Investigadores de la Universidad de Kent han explorado una hipótesis intrigante: ¿podría nuestro cerebro detectar inconscientemente ciertas moléculas vinculadas a las transformaciones biológicas del cuerpo?
El psicólogo Arnaud Wisman y su equipo realizaron experimentos con una sustancia llamada putrescina, que se produce naturalmente durante ciertos procesos corporales. Los participantes expuestos a este olor, sin saber qué era, mostraron reacciones emocionales específicas, a menudo asociadas con una leve incomodidad o un mayor estado de alerta.
Un punto importante: los voluntarios no vincularon conscientemente el evento con un peligro específico. Parecía que su subconsciente reaccionó primero.
Intuición o simple sensibilidad biológica?

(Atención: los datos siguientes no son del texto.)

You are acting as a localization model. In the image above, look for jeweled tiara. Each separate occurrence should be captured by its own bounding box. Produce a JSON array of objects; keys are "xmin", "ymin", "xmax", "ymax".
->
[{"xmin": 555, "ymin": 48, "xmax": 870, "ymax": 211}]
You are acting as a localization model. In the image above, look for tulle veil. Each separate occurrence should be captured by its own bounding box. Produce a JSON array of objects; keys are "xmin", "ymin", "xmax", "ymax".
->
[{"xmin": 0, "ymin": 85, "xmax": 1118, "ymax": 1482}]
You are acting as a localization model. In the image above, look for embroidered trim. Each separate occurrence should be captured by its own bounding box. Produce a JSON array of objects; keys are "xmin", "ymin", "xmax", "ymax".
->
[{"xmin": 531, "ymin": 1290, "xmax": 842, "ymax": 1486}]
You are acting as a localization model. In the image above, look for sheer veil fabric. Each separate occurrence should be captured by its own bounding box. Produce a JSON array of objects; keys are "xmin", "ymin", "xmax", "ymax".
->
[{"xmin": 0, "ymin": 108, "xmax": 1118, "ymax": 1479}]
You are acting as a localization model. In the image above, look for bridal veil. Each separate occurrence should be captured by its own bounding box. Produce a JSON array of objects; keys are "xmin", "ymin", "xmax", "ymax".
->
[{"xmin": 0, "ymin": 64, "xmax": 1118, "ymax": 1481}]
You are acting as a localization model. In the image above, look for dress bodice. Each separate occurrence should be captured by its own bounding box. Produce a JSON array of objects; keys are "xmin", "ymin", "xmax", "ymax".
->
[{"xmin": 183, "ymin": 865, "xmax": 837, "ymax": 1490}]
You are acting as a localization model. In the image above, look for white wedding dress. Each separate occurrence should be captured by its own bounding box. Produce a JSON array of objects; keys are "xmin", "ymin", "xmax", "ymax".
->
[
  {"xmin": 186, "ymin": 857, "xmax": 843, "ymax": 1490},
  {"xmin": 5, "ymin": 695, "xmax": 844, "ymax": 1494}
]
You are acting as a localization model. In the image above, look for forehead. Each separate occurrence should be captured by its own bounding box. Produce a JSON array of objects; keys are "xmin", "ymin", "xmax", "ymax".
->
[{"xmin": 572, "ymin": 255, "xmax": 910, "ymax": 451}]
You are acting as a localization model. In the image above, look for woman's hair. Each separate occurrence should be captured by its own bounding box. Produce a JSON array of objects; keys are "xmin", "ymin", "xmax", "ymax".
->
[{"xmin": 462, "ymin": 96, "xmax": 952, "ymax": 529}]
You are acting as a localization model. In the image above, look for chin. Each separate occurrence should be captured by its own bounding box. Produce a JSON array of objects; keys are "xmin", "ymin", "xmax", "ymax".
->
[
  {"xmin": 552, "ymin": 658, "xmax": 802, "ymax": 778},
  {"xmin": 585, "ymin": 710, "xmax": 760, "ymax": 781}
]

¿Significa esto que el cuerpo lo sabe todo de antemano? No exactamente. Los investigadores sugieren una sensibilidad biológica. Nuestro cuerpo capta constantemente información minúscula: variaciones hormonales, cambios fisiológicos, olores imperceptibles.
El cerebro analiza estos datos a una velocidad asombrosa. Lo que llamamos «intuición» a veces podría ser el resultado de la integración de estas microseñales sin nuestra consciencia.
Es comparable a la sensación de que se acerca una tormenta incluso antes de ver las nubes: el aire cambia, la presión atmosférica evoluciona y nuestro cuerpo lo registra.